L'interesse archeologico risiede nelle rovine di Akhsu, disperse alla periferia — resti di un insediamento che fu nodo commerciale tra il Caucaso e la Persia durante il Medioevo. I resti visibili sono scarsi — mura crollate, in parte livellate dall'agricoltura — e senza segnaletica, per cui conviene portare una guida locale o almeno una mappa dettagliata. Non è un sito fotogenico, ma offre contesto a chi vuole capire la storia preislamica del corridoio di Shirvan.

Al bazar di Agsù si vendono frutti di stagione: melograni in autunno, albicocche in estate, e formaggio di pecora portato dai pastori dei dintorni. Non ci sono ristoranti orientati al turismo, ma nei piccoli locali del centro si può mangiare chorba — zuppa di agnello — e plov per meno di tre manat. L'atmosfera è quella di un mercato di quartiere, senza concessioni al visitatore straniero.

Storia

L'insediamento di Akhsu esisteva prima dell'espansione araba nel Caucaso e acquisì rilevanza durante i secoli medievali come punto di passaggio sulle rotte carovaniere che collegavano la pianura di Shirvan con la Persia. La città moderna di Agsù fu fondata nel XIX secolo durante l'amministrazione russa del Caucaso, e prese il nome dal fiume Akhsu — il cui toponimo significa «acqua bianca» in azerbaigiano. In epoca sovietica si sviluppò come centro agricolo regionale, con la coltivazione del cotone come asse economico, e quell'eredità pianificata è ancora visibile nella struttura urbana a strade ortogonali e blocchi di mattoni.

Cosa vedere e fare

  • Rovine di Akhsu I resti dell'insediamento medievale si trovano alla periferia di Agsù e contestualizzano l'importanza storica del corridoio di Shirvan sulle rotte carovaniere tra il Caucaso e la Persia. Senza segnaletica; si consiglia una guida locale.
  • Bazar di Agsù Il mercato locale è il luogo più vivace della città: bancarelle di spezie, melograni, formaggio di pecora e articoli di uso quotidiano. Meglio visitarlo la mattina, quando i venditori arrivano dai villaggi vicini.
  • Moschea centrale di Agsù La principale moschea del comune, di costruzione recente, è il centro della vita religiosa del quartiere e merita una breve sosta per osservare la sua architettura in stile azerbaigiano contemporaneo.
  • Valle del fiume Akhsu L'area intorno al fiume Akhsu offre vegetazione riparia e ombra in contrasto con la pianura arida circostante; un luogo tranquillo per riposarsi tra una tappa e l'altra.
  • Strada Baku–Sheki Il percorso attraverso la pianura di Shirvan ha interesse paesaggistico: campi coltivati, villaggi di adobe e, sullo sfondo, i contrafforti del Grande Caucaso visibili nelle giornate limpide.

Galleria fotografica

Come arrivare

Agsù si trova a circa 120 km a ovest di Baku lungo la strada principale verso Sheki.
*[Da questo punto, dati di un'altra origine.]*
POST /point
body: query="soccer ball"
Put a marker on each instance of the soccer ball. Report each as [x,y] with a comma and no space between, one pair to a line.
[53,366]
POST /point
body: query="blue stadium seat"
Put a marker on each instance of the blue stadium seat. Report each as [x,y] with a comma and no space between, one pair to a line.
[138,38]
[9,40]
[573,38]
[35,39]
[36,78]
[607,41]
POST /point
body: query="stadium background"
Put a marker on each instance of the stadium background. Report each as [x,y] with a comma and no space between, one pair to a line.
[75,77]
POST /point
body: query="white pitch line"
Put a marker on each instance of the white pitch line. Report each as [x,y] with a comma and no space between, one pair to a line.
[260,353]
Dalla stazione centrale degli autobus di Baku (Avtovağzal) partono servizi regolari; il tragitto dura circa due ore e costa intorno a 4-5 manat. In auto a noleggio, Agsù funziona bene come tappa intermedia tra Baku e Sheki. Non esiste un collegamento ferroviario diretto utile per il turista.

Periodo migliore per visitare

Il periodo migliore per visitare Agsù è la primavera (aprile-maggio) e l'autunno (settembre-ottobre), quando le temperature nella pianura di Shirvan si mantengono tra 15 e 25 °C e il clima è più gradevole. L'estate è molto calda e secca, con massime che superano frequentemente i 38 °C. L'inverno è freddo e secco; alcune notti di gennaio scendono sotto zero, anche se la neve è insolita nella pianura.